Big plantations accused of being major cause of haze in Sarawak

MIRI: The biggest culprits behind the widespread wildfires and bush fires in semi-rural and rural Sarawak have been identified.

The environmental authorities in Sarawak were therefore urged to come up with more effective strategies for tackling open burning at night because it has been found that many plantations set fire to huge amounts of agricultural waste under the cover of darkness.

Coordinator of the Sarawak Coalition of Associations for Natural Environment (Scane), Raymond Abin, yesterday told The Star that one of the reasons why the bush fires and haze happened yearly in this state was because the authorities had been ineffective in catching those who start open fires at night.

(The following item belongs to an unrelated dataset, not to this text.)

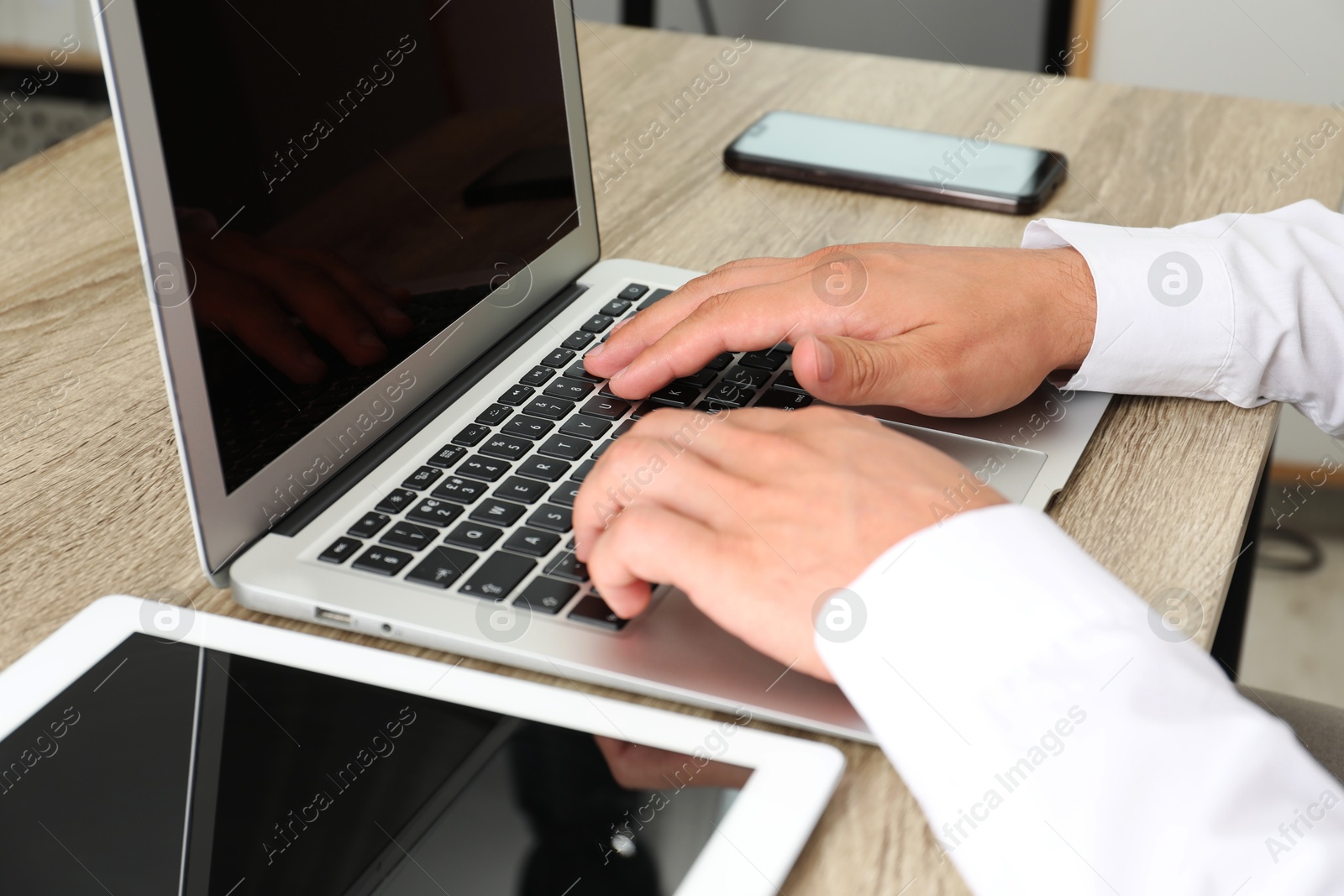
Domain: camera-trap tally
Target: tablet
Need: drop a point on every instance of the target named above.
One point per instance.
(147, 748)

He said he had observed Sarawak Natural Resources and Environment Board (NREB) and the Department of Environment (DOE) trying hard for years to prevent bush fires.

“Despite their efforts, bush fires continue to remain a big problem around this time of the year,” he said.

He noted that it was common for some people in the state government to blame bush fires and the haze on shifting cultivators and native farmers, but it had been found that the biggest culprits are plantation companies.

He said he had personally seen bush fires raging in some plantations during the night.

Abin, who is also the coordinator of Borneo Resources Institute Malaysia (Brimas), pointed out that ground patrols carried out by the NREB and DOE did not seem to be truly effective in stopping open burning as they could only do so much as they simply did not have enough personnel.

“If the NREB and DOE can coordinate a better system of night patrols, maybe the bush fires can be reduced,” he said.

Abin suggested that the DOE and NREB get help from other government departments and agencies, community leaders and longhouse people.

He also noted that the most effective way of detecting bush fires at night is from the sky.

“I have seen huge fires raging during the night hours while flying from Kuching to Miri. These fires can be seen as red patches even from high up,” he said.

Miri DOE chief Siva Nathiran said the permits for open burning were issued by the NREB and not them.

Two days ago, NREB state controller, Peter Sawal, said in Kuching that they would be very cautious when issuing permits during the current dry spell.